Brace yourself.
If you loved To Kill A Mockingbird, and if you just can’t wait to read Harper Lee’s new book, Go Set A Watchman, brace yourself, for you will find lines like this:
“You realise that our Negro population is backward, don’t you?”
“Do you want Negroes by the carload in our churches and theatres?”
“Do you want your children going to a school that’s been dragged down to accommodate Negro children?”
“Do you want them in our world?”
Who says such things?
Atticus.
Yes, Atticus. Dear, wise, upright, gentle, stoic Atticus Finch says such things, and to whom does he say them?
He says them to his daughter. He says them to Scout.
How can that even be? Can this really be the same Atticus who defended the innocent Tom Robinson on a charge of rape, in Mockingbird?
Who stood guard outside Tom Robinson’s cell all night long, to ensure that no mob of good old boys with a swinging noose could get to him before he got his day in court?
Who enjoined the all-white jury to remember that all men are created equal?
Can this really be the Atticus that little Scout and Jem and even Dill sat and watched in awe from the balcony?
Remember how Scout looked up to Atticus? How wise and good he was?
Not anymore.
“You’re a coward and snob, Atticus,” Scout says, in this new book.
“I looked up to you and I never will again.”
Atticus, Scout … can this really be you?
Well, yes and no.
The story behind this week’s publication of Watchman goes like this:
Harper Lee wrote this book in 1957. She handed it to her editor, Tay Hohoff, who decided not to publish, at least, not in that form. There were some lovely anecdotes, some wonderful writing, but the story didn’t quite work.
It was laboured.
It was full of preachy lectures.
She urged Harper to try again, but rather than tell the story from the point of view of a grown-up woman – Scout – returning from New York to the small Southern town of her childhood, why not tell it from the point of view of Scout as a child?
So the young Harper Lee sat down and wrote, wrote, and re-wrote, at one point becoming so frustrated she threw the whole manuscript out the window of her New York apartment into the snow.
Ms Hohoff ordered her to go and get it, and to keep writing, writing, writing, until she got it right.
That’s how To Kill A Mockingbird was born.
Go Set A Watchman is essentially a first-draft. It was never meant to see the light of day.
Earlier this year, a lawyer who looks after Harper Lee’s affairs announced that she had found a copy of Watchman amongst Harper Lee’s things and, having sought the blessing of the near-deaf, near-blind, 89-year-old Harper Lee, she passed it onto publishers in New York, who couldn’t wait to get it out.
And here it is, turning everything we thought we knew about Atticus, Scout, and even about Harper Lee – people so good we named our children for them – on its head.
The idea behind Mockingbird is a simple one: children are not born racist. They learn racism and bigotry and hatred from the societies in which they live.
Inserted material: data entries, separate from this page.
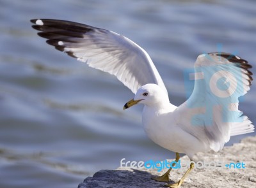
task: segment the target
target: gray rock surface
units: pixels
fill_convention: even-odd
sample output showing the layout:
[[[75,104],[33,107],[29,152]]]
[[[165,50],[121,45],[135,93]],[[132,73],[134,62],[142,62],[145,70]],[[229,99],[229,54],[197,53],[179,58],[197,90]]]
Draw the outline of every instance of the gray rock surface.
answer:
[[[244,138],[239,143],[226,147],[220,152],[209,152],[198,153],[195,161],[223,161],[224,165],[214,168],[194,168],[188,175],[181,187],[256,187],[256,136]],[[174,159],[170,159],[172,161]],[[188,162],[187,156],[180,158],[180,163]],[[243,168],[241,163],[244,164]],[[230,164],[239,164],[237,168]],[[199,166],[199,163],[198,167]],[[213,164],[212,164],[213,165]],[[78,188],[91,187],[164,187],[164,182],[157,182],[151,179],[154,175],[160,175],[157,169],[131,169],[122,168],[115,170],[102,170],[95,173],[93,177],[86,178]],[[186,169],[173,169],[170,179],[174,182],[179,180]]]

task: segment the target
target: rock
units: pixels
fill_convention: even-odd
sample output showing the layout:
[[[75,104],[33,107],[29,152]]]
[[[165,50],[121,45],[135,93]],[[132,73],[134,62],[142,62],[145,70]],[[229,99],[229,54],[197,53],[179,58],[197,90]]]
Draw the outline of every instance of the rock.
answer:
[[[195,157],[197,168],[191,171],[181,187],[256,187],[255,151],[256,136],[247,137],[241,143],[225,147],[219,152],[198,153]],[[188,157],[184,156],[180,160],[182,168],[172,170],[171,183],[178,181],[187,170],[182,168],[182,164],[189,163]],[[205,162],[211,161],[212,167],[202,168],[202,163],[205,164]],[[213,168],[214,164],[218,165]],[[158,172],[156,168],[145,168],[102,170],[95,173],[93,177],[86,178],[78,188],[164,187],[166,183],[156,182],[151,178],[162,175],[166,170]]]

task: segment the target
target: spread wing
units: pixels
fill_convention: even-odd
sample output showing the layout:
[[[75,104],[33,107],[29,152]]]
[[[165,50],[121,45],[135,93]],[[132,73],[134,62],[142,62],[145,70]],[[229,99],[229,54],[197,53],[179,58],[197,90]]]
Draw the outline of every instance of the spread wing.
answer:
[[[250,90],[253,80],[251,68],[230,54],[199,55],[193,93],[177,109],[182,114],[179,126],[215,151],[222,149],[230,136],[253,132],[252,122],[238,110],[238,98]]]
[[[35,19],[33,28],[58,50],[89,66],[114,75],[132,92],[147,83],[167,90],[148,54],[129,39],[111,31],[58,20]]]

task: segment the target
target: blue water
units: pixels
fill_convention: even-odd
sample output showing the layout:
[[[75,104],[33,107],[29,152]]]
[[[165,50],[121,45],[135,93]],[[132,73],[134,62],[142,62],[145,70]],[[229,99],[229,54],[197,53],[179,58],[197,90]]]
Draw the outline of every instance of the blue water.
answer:
[[[116,168],[122,158],[174,156],[147,137],[142,106],[122,110],[133,98],[128,89],[47,45],[30,19],[68,20],[129,38],[148,52],[171,102],[179,105],[186,100],[184,71],[200,54],[236,53],[256,73],[255,5],[253,0],[2,0],[0,187],[76,187],[99,170]],[[255,124],[254,83],[239,108]],[[255,133],[232,137],[227,145],[250,135]]]

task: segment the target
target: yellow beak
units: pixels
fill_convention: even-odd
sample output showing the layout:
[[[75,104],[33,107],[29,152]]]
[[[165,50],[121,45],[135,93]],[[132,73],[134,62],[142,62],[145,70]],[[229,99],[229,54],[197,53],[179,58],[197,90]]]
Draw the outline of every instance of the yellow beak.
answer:
[[[124,110],[127,109],[127,108],[130,108],[131,106],[132,106],[133,105],[136,105],[140,101],[141,101],[141,100],[134,101],[134,99],[131,99],[131,101],[126,103],[125,105],[124,105],[123,109]]]

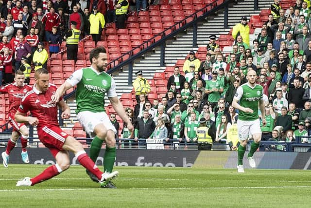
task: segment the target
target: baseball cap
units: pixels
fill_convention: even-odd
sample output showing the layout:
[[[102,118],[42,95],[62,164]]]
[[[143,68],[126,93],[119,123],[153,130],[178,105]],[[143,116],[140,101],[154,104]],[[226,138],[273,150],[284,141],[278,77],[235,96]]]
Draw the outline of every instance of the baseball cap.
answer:
[[[257,49],[257,52],[262,52],[263,51],[263,48],[261,46],[259,46]]]

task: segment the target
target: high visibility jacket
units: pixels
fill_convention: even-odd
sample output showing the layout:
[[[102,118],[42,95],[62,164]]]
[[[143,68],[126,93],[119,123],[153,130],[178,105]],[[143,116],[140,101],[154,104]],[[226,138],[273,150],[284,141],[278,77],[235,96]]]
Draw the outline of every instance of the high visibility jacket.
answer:
[[[78,45],[80,37],[80,30],[71,29],[72,34],[66,39],[66,44],[68,45]]]
[[[41,63],[43,65],[45,63],[45,62],[48,60],[48,58],[49,57],[49,55],[48,54],[48,52],[45,49],[42,49],[41,52],[39,52],[37,50],[36,50],[35,53],[34,53],[34,57],[33,57],[33,62],[34,63]],[[42,68],[42,66],[35,66],[35,71],[36,70],[38,69],[40,69]]]
[[[133,83],[137,95],[140,95],[140,93],[149,93],[151,87],[148,80],[144,78],[137,78]]]
[[[89,34],[99,34],[100,31],[105,26],[105,18],[100,12],[97,12],[96,15],[91,14],[89,16]]]
[[[249,46],[249,27],[248,25],[243,25],[241,23],[236,24],[232,29],[232,37],[235,39],[240,35],[242,37],[243,42]]]
[[[118,4],[121,3],[124,0],[119,0],[118,1]],[[127,10],[128,9],[128,7],[129,6],[129,4],[128,3],[128,1],[126,0],[127,1],[127,5],[126,6],[122,6],[119,9],[116,9],[116,15],[124,15],[127,13]]]
[[[213,145],[212,137],[208,135],[208,128],[206,126],[200,126],[196,130],[196,135],[198,137],[198,142],[200,143],[207,143]]]
[[[273,15],[273,19],[276,19],[280,17],[280,9],[281,6],[279,4],[276,4],[273,3],[271,5],[271,14]]]
[[[25,75],[25,78],[30,77],[30,73],[31,73],[31,67],[28,63],[24,63],[23,64],[25,66],[26,69],[24,71],[24,75]]]

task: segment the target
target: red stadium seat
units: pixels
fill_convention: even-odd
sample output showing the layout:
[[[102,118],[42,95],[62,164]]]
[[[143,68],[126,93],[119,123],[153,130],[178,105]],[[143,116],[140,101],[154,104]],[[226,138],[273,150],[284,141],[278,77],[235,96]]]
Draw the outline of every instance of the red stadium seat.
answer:
[[[76,62],[75,67],[77,68],[83,68],[86,66],[86,60],[78,60]]]
[[[107,47],[107,42],[106,41],[98,41],[96,44],[96,47]]]
[[[149,16],[150,17],[152,16],[160,16],[161,15],[161,12],[159,11],[150,11],[149,10]]]
[[[139,23],[138,22],[131,22],[127,24],[127,28],[139,28]]]
[[[171,6],[168,4],[160,5],[160,11],[171,10]]]
[[[64,73],[73,73],[74,72],[74,66],[66,66],[63,68]]]
[[[121,95],[120,101],[132,100],[132,94],[130,93],[123,93]]]
[[[75,129],[73,130],[73,137],[75,138],[86,138],[86,132],[81,129]]]
[[[119,45],[120,47],[131,47],[131,41],[130,40],[130,38],[129,36],[129,38],[127,39],[128,40],[123,40],[122,41],[120,41],[119,43]]]
[[[74,66],[74,60],[63,60],[63,66]]]
[[[142,28],[150,28],[150,23],[141,22],[139,23],[139,28],[140,28],[140,34],[141,34]]]
[[[128,30],[127,29],[118,29],[117,30],[117,35],[120,36],[121,35],[128,34]]]
[[[164,79],[164,73],[155,73],[155,76],[154,76],[154,79],[157,80],[157,79]]]
[[[121,101],[121,103],[125,108],[133,107],[133,101],[132,100],[122,100]]]
[[[84,47],[94,48],[95,47],[95,42],[93,41],[86,41],[84,43]]]
[[[64,78],[64,74],[62,73],[52,73],[52,79],[63,79]]]
[[[51,68],[51,72],[52,73],[61,73],[63,72],[63,67],[60,66],[53,66]]]
[[[129,40],[130,35],[121,35],[119,37],[119,40]]]
[[[160,16],[152,16],[150,18],[150,22],[161,22],[161,18]]]
[[[131,35],[140,35],[140,31],[138,28],[129,29],[128,34]]]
Also: there is no set of behaviours or traits that can be ascribed to any particular group of people: blacks are not slovenly, or shifty by nature; white people are not by nature honest and good.
You can take a black man at his word. You might not take a white man at his. It all depends on the individual.
It took courage in the race-segregated South to stand up for that idea, and Atticus had all the courage in the world.
When a good black man was accused of a heinous crime by a white man known to be a liar and a cheat and a drunkard, Atticus stood up for him.
Scout, and her brother, and their little cousin, watching from the balcony, drank it all in.
Yet, in this new-old book, in this first draft, we see that Atticus thinks that blacks are “in their childhood as people.”
It’s enough to make you weep.
So, should you read it?
Of course you should! Watchman is in no sense is it as good as Mockingbird. That idea is just laughable. The wisdom simply isn’t there. This is a book about a girl who goes to New York City and comes back contemptuous of small-town folk.
Why can’t they see the world as she, having spread her wings, now sees it?
That idea isn’t marvellous. That’s just a juvenile yawn.
Some of the writing is lovely. Of Scout’s journey back to Alabama on a train, Harper Lee writes: “The fat genie of a porter materialized when she pushed a button on a wall.”
You can see him, can’t you?
The train “honked like a giant goose” as it “rumbled across the Chattahoochee into Alabama.”
You can see that too, right?
Describing Atticus’s sister, Harper Lee says she “stood up and smoothed the various whalebone ridges running up and down her person.”
Of her manner, she says: “She was a disapprover; she was an incurable gossip.”
Lovely, lovely, lovely.
Who can blame the publisher for wanting to get this book out? They’ve sold two million copies in the first week. It’s tough out there, for books. It’s hard to find something that people want to read. They want to read this, and given that Harper Lee has said, through the lawyer who visits her in the nursing home, that she wants to see it published, they should certainly get the chance.
But brace yourself. Some of your hope – some of your dreams about the good at the heart of so many human beings – may be about to drown.